In respect to the original poster, I will give an explicit answer here with his example, I am not sure if that was clear at the end:

The reason for

julia> [(x,1),(y,1)] isa Array{Tuple{Stuff,Number},1}

is that

julia> typeof([(x,1),(y,1)])

Note that the array is of Tuple{Stuff,Int64}, which means that this array can only contain tuples composed by those two concrete types. That same array cannot contain a tuple where the second element is a Float64, for example:

julia> v = [(x,1),(y,1)];

julia> push!(v,(x,2.0))
3-element Array{Tuple{Stuff,Int64},1}:
 (Stuff("x"), 1)
 (Stuff("y"), 1)
 (Stuff("x"), 2)

Note that the 2.0 was converted to an Int.

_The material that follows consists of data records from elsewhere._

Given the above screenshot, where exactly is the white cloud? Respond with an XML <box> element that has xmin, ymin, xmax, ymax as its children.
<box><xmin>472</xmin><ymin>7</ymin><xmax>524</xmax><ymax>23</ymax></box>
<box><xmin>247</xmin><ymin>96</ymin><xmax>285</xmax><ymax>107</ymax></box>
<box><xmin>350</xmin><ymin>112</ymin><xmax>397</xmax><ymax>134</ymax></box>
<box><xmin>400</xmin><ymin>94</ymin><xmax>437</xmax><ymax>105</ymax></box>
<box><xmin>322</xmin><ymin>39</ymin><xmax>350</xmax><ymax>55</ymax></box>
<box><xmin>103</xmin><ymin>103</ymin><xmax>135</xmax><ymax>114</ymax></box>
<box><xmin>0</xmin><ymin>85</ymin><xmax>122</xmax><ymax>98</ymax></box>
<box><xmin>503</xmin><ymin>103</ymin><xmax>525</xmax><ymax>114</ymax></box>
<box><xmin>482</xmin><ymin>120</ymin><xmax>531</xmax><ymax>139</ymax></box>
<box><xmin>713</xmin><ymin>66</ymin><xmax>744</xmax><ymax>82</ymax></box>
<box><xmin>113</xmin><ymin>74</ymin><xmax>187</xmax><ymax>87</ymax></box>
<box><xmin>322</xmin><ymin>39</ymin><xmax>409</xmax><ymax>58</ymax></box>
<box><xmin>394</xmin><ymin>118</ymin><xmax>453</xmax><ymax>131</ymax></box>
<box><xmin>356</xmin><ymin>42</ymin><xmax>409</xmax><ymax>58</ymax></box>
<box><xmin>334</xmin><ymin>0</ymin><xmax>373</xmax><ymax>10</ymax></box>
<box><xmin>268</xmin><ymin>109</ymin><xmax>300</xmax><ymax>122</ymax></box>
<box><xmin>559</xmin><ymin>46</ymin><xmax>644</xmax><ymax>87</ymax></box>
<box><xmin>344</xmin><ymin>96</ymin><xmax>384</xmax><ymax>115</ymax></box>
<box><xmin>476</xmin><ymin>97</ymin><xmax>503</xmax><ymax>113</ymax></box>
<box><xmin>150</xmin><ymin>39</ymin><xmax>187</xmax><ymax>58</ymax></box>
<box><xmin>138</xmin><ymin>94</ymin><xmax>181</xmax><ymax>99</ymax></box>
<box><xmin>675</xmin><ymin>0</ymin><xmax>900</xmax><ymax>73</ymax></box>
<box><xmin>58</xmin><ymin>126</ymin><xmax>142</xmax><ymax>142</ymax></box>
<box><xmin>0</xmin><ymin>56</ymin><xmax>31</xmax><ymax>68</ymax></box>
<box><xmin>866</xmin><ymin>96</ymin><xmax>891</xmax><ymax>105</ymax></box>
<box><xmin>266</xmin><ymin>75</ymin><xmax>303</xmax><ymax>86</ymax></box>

This means that this array contains a constraint for the types of numbers that it can handle.

An array of type Array{Tuple{Stuff,Number},1} can contain different types of numbers:

julia> v = Tuple{Stuff,Number}[(x,1),(x,1)]
2-element Array{Tuple{Stuff,Number},1}:
 (Stuff("x"), 1)
 (Stuff("x"), 1)

julia> push!(v,(x,2.0))
3-element Array{Tuple{Stuff,Number},1}:
 (Stuff("x"), 1)
 (Stuff("x"), 1)
 (Stuff("x"), 2.0)

Therefore, while this last array can contain a greater variety of number types, it does not contain the constraint that the first array carries.

This is why neither one is a subtype of the other. Both have something that the other does not have. In other words, an Array{Tuple{Stuff,Int64},1} is not simply an Array{Tuple{Stuff,Number},1} that happened to only have Int64 numbers inside.